Learning for Justice’s framework for teaching about American slavery can be used to supplement current curriculum or to guide the creation of new curriculum that more honestly and courageously tells the story of American slavery—one that includes the enslavement of both African and Indigenous peoples. Our goal is to inspire a widespread commitment to robust, effective and accurate teaching about American slavery in K-12 classrooms. This history, however difficult, is fundamental to understanding our nation’s past, present and future. Recognizing the myriad ways the history of slavery continues to manifest in our daily lives is fundamental to the realization of a true democracy and a just future.
For teachers concerned about walking the fine line between overloading students and sugarcoating the truth, the framework begins with 10 Key Concepts, important ideas that students—and educators—need to truly understand if they are to grasp the historical significance of slavery. Broad student learning outcomes are defined for grades K-5 with 20 Essential Knowledge sections, and for grades 6-12 with 22 Summary Objectives.
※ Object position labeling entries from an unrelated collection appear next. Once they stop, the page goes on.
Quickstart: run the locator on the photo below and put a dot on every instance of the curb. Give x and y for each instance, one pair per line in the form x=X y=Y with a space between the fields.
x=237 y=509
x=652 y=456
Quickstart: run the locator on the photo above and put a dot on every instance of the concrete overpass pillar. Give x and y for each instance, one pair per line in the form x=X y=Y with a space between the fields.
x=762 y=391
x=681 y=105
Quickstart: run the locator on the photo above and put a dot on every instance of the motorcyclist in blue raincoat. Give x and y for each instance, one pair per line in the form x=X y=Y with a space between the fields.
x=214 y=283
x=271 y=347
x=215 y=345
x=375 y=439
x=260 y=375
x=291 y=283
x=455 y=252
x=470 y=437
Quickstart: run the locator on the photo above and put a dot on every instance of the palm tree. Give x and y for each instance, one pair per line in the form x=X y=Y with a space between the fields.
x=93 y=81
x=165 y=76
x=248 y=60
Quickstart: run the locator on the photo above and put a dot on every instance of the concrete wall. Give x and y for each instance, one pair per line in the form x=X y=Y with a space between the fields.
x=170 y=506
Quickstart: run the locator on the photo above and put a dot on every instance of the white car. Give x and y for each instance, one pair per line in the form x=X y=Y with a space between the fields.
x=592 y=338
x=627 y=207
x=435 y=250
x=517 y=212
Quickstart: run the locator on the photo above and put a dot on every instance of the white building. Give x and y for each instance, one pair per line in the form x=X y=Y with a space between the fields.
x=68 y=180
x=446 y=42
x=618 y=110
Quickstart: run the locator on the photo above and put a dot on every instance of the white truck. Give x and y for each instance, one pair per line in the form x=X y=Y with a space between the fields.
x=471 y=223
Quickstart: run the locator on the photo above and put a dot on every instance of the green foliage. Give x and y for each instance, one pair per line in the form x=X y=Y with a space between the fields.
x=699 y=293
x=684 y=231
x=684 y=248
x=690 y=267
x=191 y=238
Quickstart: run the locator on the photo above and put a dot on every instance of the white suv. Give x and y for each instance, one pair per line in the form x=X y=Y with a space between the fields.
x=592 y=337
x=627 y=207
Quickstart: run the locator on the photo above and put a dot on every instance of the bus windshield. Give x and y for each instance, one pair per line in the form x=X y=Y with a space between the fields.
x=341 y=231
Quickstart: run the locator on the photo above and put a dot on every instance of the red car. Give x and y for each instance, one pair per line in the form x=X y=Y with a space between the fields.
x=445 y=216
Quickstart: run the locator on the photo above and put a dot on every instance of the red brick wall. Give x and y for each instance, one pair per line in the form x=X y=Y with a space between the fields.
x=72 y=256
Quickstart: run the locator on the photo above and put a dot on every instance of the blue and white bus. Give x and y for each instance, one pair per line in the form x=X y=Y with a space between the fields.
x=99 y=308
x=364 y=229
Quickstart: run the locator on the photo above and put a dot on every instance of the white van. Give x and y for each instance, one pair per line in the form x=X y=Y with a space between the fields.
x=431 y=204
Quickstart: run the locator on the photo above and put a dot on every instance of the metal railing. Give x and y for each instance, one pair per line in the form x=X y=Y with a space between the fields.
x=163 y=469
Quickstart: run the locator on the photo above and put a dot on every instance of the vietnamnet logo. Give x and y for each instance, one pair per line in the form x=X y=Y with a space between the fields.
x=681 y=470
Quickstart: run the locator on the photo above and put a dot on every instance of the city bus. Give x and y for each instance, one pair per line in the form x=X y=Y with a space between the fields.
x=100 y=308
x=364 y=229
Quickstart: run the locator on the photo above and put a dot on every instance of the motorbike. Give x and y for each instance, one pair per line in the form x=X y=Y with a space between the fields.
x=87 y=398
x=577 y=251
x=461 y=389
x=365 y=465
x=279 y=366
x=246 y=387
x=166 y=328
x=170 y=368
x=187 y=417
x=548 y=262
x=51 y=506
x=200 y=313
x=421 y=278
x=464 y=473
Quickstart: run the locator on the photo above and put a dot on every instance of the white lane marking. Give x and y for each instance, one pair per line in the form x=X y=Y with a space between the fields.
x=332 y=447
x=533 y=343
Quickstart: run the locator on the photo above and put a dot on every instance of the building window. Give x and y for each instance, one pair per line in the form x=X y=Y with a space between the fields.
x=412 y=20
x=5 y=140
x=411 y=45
The Essential Knowledge sections and Summary Objectives allow students to gain the deeper understanding as outlined in the Key Concepts and can be viewed as practical guides to help plan instruction. The framework also provides additional support for teaching each idea.
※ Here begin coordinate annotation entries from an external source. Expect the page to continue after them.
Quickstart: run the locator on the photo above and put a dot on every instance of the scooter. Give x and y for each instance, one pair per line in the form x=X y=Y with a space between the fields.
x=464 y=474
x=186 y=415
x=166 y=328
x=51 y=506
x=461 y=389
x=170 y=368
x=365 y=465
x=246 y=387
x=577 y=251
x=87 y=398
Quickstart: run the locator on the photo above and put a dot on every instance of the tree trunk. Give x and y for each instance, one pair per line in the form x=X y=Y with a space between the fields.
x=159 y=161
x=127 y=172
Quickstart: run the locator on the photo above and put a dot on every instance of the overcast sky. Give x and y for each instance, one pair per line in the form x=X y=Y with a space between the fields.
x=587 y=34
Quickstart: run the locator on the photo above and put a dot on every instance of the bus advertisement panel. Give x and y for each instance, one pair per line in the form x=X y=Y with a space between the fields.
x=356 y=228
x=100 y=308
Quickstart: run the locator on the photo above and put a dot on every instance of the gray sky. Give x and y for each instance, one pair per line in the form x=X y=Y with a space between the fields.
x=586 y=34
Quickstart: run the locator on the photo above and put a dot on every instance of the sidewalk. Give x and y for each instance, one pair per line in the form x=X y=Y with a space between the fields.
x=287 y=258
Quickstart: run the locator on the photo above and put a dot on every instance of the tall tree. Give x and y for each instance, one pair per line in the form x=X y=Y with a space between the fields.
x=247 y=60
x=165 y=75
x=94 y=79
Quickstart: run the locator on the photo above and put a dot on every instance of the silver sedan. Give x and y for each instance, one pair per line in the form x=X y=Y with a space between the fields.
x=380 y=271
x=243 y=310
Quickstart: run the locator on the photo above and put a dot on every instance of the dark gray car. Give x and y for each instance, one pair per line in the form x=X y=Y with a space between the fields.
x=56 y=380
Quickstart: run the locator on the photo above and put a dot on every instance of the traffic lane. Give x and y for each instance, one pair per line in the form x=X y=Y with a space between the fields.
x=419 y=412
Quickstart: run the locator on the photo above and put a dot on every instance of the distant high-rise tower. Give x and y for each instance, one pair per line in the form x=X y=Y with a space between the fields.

If the topic is taught with adequate breadth and depth, young people—who will become decision makers of the future—will have the ability to contextualize how the world they inhabit today was shaped by the institution of slavery and its ideological progeny, white supremacy, and draw connections between historical events and concurrent strategies for racial equality.
The framework reflects the work of scholars and experts in history, child development, educational psychology and children’s literature. They have built a remarkable path, and we hope many teachers and curriculum specialists will join us on this journey.